There’s a certain cascading absurdity to the Ivan Henry saga. After being wrongfully convicted for serial sexual assaults in Vancouver in 1983, then later acquitted and awarded over $8 million for nearly three decades in prison, Henry now says he’ll be left penniless – and potentially homeless – if compelled to pay damages in a civil suit brought by five women who still accuse him of crimes. As CBC reports, it’s a journey that reads less like “from rags to riches” and more like a round-trip ticket on the misfortune express.
From Exoneration to Financial Tightrope
Back in 2018, Henry was awarded one of the largest wrongful conviction settlements in Canadian history—a redress for lost liberty, strained family ties, and 27 years in what can only be described as a truly Kafkaesque legal marathon. That accomplishment, however, was quickly eclipsed. Reporting by The Star details how five women launched a civil suit soon after, arguing Henry had, in fact, assaulted them in the early 1980s. Despite his criminal acquittal, the B.C. Supreme Court found him liable in civil court—a verdict reached on the “balance of probabilities,” a lower standard than “beyond reasonable doubt.”
Henry’s affidavit to the court, as described in Castanet, reveals a portrait of evaporating assets: millions spent on legal fees, more than $2 million “gifted” to family and a former partner, and the remainder gradually eaten up by living expenses and donations. Now at 78, he claims to survive on Old Age Security and the Canada Pension Plan while residing alone in Hope, B.C., in a house assessed at $650,000, and owning two vehicles (combined value: $40,000).
Yet, Castanet also notes the financial tale has become distinctly foggy. The Court of Appeal’s ruling identified about $1.8 million in Henry’s finances that “remains unaccounted for.” Discrepancies in Henry’s statements—where sometimes he described handing out $3 million in gifts, other times blaming legal costs and other factors—prompted Justice Nitya Iyer to freeze select assets and require Henry to deposit $232,000 in a trust. For now, the women seeking damages cannot seize his home or vehicles, pending resolution of both parties’ appeals.
When Justice Loops Back Around
Here’s where legal déjà vu creeps in. As CBC points out, the civil court’s assessment—“more likely than not” that Henry committed the assaults—stands in uneasy parallel to his criminal acquittal: perfectly legal, but likely raising eyebrows for anyone uninitiated into the finer points of evidence thresholds. Both Henry and the plaintiffs are appealing elements of the verdict, and the outcome remains suspended somewhere between this fall’s court date and an anticipated decision in spring 2026.

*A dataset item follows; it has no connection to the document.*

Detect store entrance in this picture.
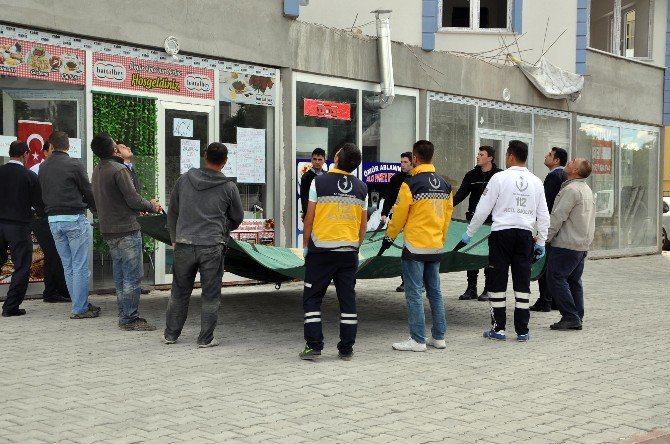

It’s worth mulling over, if only for the irony. The system that once imprisoned Henry with too little evidence now subjects him to fresh liability in a forum where less certainty is—paradoxically—enough. Legal scholars might call this “complementary justice.” The rest of us might call it a very expensive loop.
The View from the Ledger
One quiet oddity in this narrative is that settlements for wrongful conviction in Canada aren’t shielded from civil claims—they’re as vulnerable as any lottery windfall. According to Castanet, Henry maintains most of the $8 million has already departed his accounts, one way or another, and only remains in the form of a mortgage-free house and a thinning cushion of savings. Justice Iyer, in the appeal judgment cited by The Star, did acknowledge the possibility that Henry might truly lack funds to pay the $1.875 million owed to the five women, while simultaneously highlighting unresolved “real questions” about where the rest of the money actually vanished.
The prospect then arises: if Henry’s appeal fails, that multi-million-dollar government mea culpa might serve primarily to fund this new set of civil damages—a bizarre twist, where restitution for a monumental state error might end up compensating accusers in a process that never fully reconciled criminal doubt.
Whose Justice – and Whose Pocketbook?
The case, as CBC encapsulates, is a strange dance between two justice systems, each following different rhythms and rules. Criminal acquittal; civil liability. Payout meant for state-atoned suffering; payout contested as remedy for private civil harm. Add a cloud of mysteriously missing money and it’s hard to know who, if anyone, ultimately sees closure.
If the intent behind Henry’s compensation was to right a wrong, the result appears to be an embattled man with vanishing resources and open wounds for all involved. Perhaps the hardest question isn’t who is responsible—or even who should be paid—but whether it’s ever possible to untangle human harm, state error, and personal accountability in a way that feels like a fitting epilogue. For now, the ledgers and the courtrooms continue to circle, and the archive of unbelievable-but-true stories grows a little richer…and a lot weirder.